The rand advanced as much as 1.4 percent to 10.1610 per dollar and was at 10.2040 by 1:54 p.m. in Johannesburg, from 10.3050 on Dec. 5. It weakened 0.3 percent to 13.1442 per euro.

It will trade in a range of 10.05 to 10.35 per dollar today and will “strengthen gradually towards year-end, potentially reaching a level of 9.50 by the start of 2009,” Glynos said.

“The rand is undervalued at the moment so exporters should take advantage of current levels to cash in foreign earnings,” he said. “We recommend traders sell dollars into any rand rally at the moment.”

Stock Gains

Stock markets climbed from Tokyo to Johannesburg after Obama said on Dec. 6 he’s planning the biggest public investment program since President Dwight D. Eisenhower created the interstate highway system to create and preserve 2.5 million jobs in the world’s biggest economy. Governments around the world introduced measures this year to buttress their economies against the worst financial crisis since the Great Depression.

South Africa’s FTSE/JSE Africa All Share Index of equities climbed as much as 5.3 percent, the biggest intraday gain since Nov. 25. Europe’s Dow Jones Stoxx 600 Index added 5 percent and the MSCI Asia Pacific Index rose 4.3 percent. U.S. stock-index futures advanced.

Indian Prime Minister Manmohan Singh said his government plans to allocate an extra 200 billion rupees ($4 billion) as part of a 3-trillion-rupee spending plan for the rest of the financial year ending March 31. The Reserve Bank of India reduced borrowing costs on Dec. 6 for the third time since October.

Rates Outlook

The rand also strengthened on bets the South African Reserve Bank will lower the repurchase rate by a half point to 11.5 percent this week, according to 12 of 17 economists surveyed by Bloomberg. Ten interest-rate increases since June 2006 sapped consumer spending, helping push the retail industry into recession and restricting economic growth to a decade low.

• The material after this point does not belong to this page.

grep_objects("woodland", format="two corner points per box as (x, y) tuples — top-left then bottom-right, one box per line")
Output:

Central banks in the euro region, the U.K., Sweden, New Zealand, Denmark and Indonesia last week reduced their key rates to spur economic growth.

Government bonds fell, with the yield on the benchmark 13.5 percent security due September 2015 rising two basis points to 8.11 percent. The yield on the 13 percent note maturing in August 2010 climbed three basis points to 7.97 percent. Yields move inversely to bond prices.